Background - Xu et al. used a deep neural network (DNN) technique to classify the degree of relatedness between two knowledge units (question-answer threads) on Stack Overflow. More recently, extending Xu et al.’s work, Fu and Menzies proposed a simpler classification technique based on a fine-tuned support vector machine (SVM) that achieves similar performance but in a much shorter time. Thus, they suggested that researchers need to compare their sophisticated methods against simpler alternatives.
Aim - The aim of this work is to replicate the previous studies and further investigate the validity of Fu and Menzies’ claim by evaluating the DNN- and SVM-based approaches on a larger dataset. We also compare the effectiveness of these two approaches against SimBow, a lightweight SVM-based method that was previously used for general community question-answering.
Method - We (1) collect a large dataset containing knowledge units from Stack Overflow, (2) show the value of the new dataset addressing shortcomings of the original one, (3) re-evaluate both the DNNand SVM-based approaches on the new dataset, and (4) compare the performance of the two approaches against that of SimBow.
Results - We find that: (1) there are several limitations in the original dataset used in the previous studies, (2) effectiveness of both Xu et al.’s and Fu and Menzies’ approaches (as measured using F1-score) drop sharply on the new dataset, (3) similar to the previous finding, performance of SVM-based approaches (Fu and Menzies’ approach and SimBow) are slightly better than the DNN-based approach, (4) contrary to the previous findings, Fu and Menzies’ approach runs much slower than DNN-based approach on the larger dataset – its runtime grows sharply with increase in dataset size, and (5) SimBow outperforms both Xu et al. and Fu and Menzies’ approaches in terms of runtime.

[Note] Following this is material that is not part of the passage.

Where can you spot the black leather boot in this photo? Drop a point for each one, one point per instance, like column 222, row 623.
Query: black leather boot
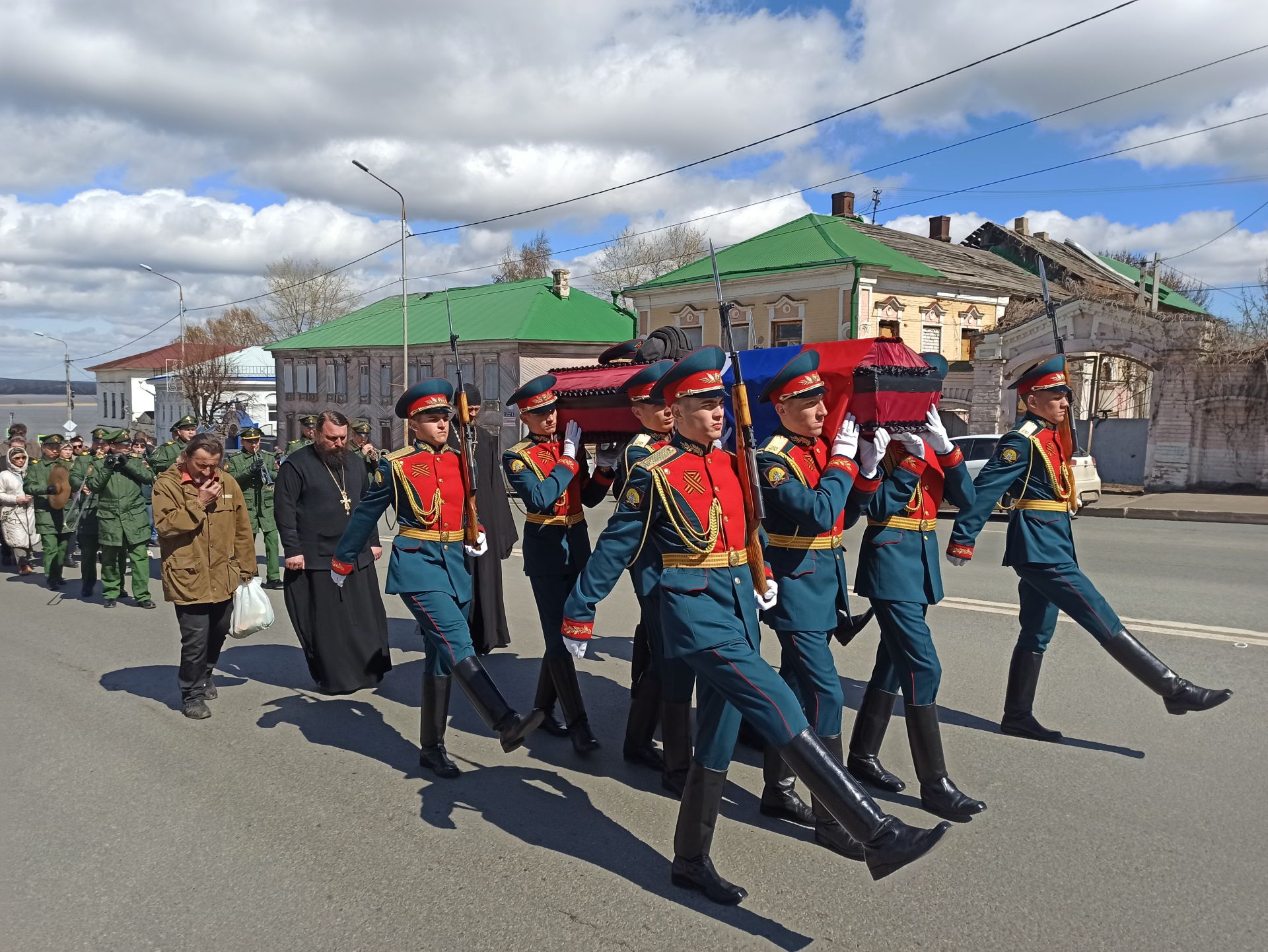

This a pre-conference talk for 12th International Symposium on Empirical Software Engineering and Measurement.
Bowen XU is a PhD student at School of Information Systems, Singapore Management University advised by Associate Professor David Lo. He received his M.Eng. in College of Software Technology, Zhejiang University in 2017. His research interests are in software engineering area, especially, mining software repository and automated program repair.